Pablo Nobel, um dos nomes fortes da comunicação política brasileira e atualmente responsável pela campanha à reeleição do governador de São Paulo, Tarcísio de Freitas, está no centro de uma polémica sobre o verdadeiro peso que teve na campanha presidencial de Javier Milei, na Argentina. Uma reportagem de João Batista Jr., publicada esta sexta-feira, 21 de agosto, na revista brasileira piauí, revela que a participação do consultor terá sido bastante mais limitada do que aquela que o seu currículo e algumas declarações públicas fizeram acreditar.

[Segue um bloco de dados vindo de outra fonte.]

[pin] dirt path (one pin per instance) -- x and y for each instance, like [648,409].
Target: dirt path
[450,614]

Nobel tornou-se particularmente valorizado no universo da direita brasileira depois da vitória de Milei, em 2023. Em entrevistas, contou ter sugerido alterações importantes na comunicação do argentino na segunda volta, incluindo uma estratégia destinada a moderar a imagem mais agressiva do candidato. Entre as ideias que reivindica está a adaptação da mensagem “a esperança venceu o medo”, associada à primeira eleição presidencial de Lula da Silva, em 2002, e a retirada da motosserra, uma das imagens mais polémicas de Milei, da comunicação destinada a conquistar eleitores mais moderados.

Argentinos desmentem

A investigação da piauí, porém, apresenta uma versão diferente. A campanha de Milei foi dirigida por Santiago Caputo, enquanto Santiago Oría comandou a produção audiovisual e Fernando Cerimedo esteve à frente da estratégia digital. Segundo a reportagem, pessoas ligadas à estrutura argentina contestam que Nobel tenha desempenhado qualquer função central. Cerimedo foi mesmo taxativo, garantindo à revista que Nobel nunca trabalhou formalmente na campanha e que apenas apresentou uma proposta que acabou rejeitada, classificando-o depois como “um impostor”.

Os factos apurados mostram uma realidade mais matizada. A agência PLTK Comunicação Estratégica, da qual Nobel é sócio, concorreu para coordenar a campanha antes da primeira volta, mas não foi escolhida. Já durante a segunda volta, Nobel manteve contactos com Santiago Caputo, trocou mensagens, participou em reuniões no comité eleitoral de Buenos Aires e apresentou sugestões. Existem, segundo a piauí, provas dessas interações. O próprio Nobel reconhece, contudo, que nunca foi contratado, não recebeu honorários e não existiu qualquer vínculo formal com a campanha. A participação terá sido, portanto, lateral e informal.

Currículo posto em xeque

A polémica ganha especial relevância porque Nobel é hoje uma peça importante na corrida eleitoral de Tarcísio de Freitas e coordena igualmente campanhas de outros candidatos da direita brasileira. Nos bastidores, refere a reportagem, existe já uma verdadeira disputa de protagonismo entre a equipa tradicional de televisão ligada a Nobel e os responsáveis pela estratégia digital, que terão conquistado maior proximidade com Tarcísio.

Também o alegado papel do argentino na campanha de Cláudio Castro para o Governo do Rio de Janeiro, em 2022, é questionado. Paulo Vasconcelos, que coordenou essa campanha, afirmou que Nobel terá realizado essencialmente dois dias de media training. Nobel responde que nunca afirmou ter dirigido a campanha e atribui a confusão ao trabalho realizado pelo seu sócio Marcelo Arbex.

Com experiência que passa por campanhas de Lula da Silva, Aécio Neves, Tarcísio de Freitas e Tabata Amaral, Pablo Nobel continua a ser um nome relevante no marketing político brasileiro. Mas a reportagem de João Batista Jr. deixa uma pergunta que pode pesar na campanha paulista: onde termina a participação efetiva e começa a construção de currículo?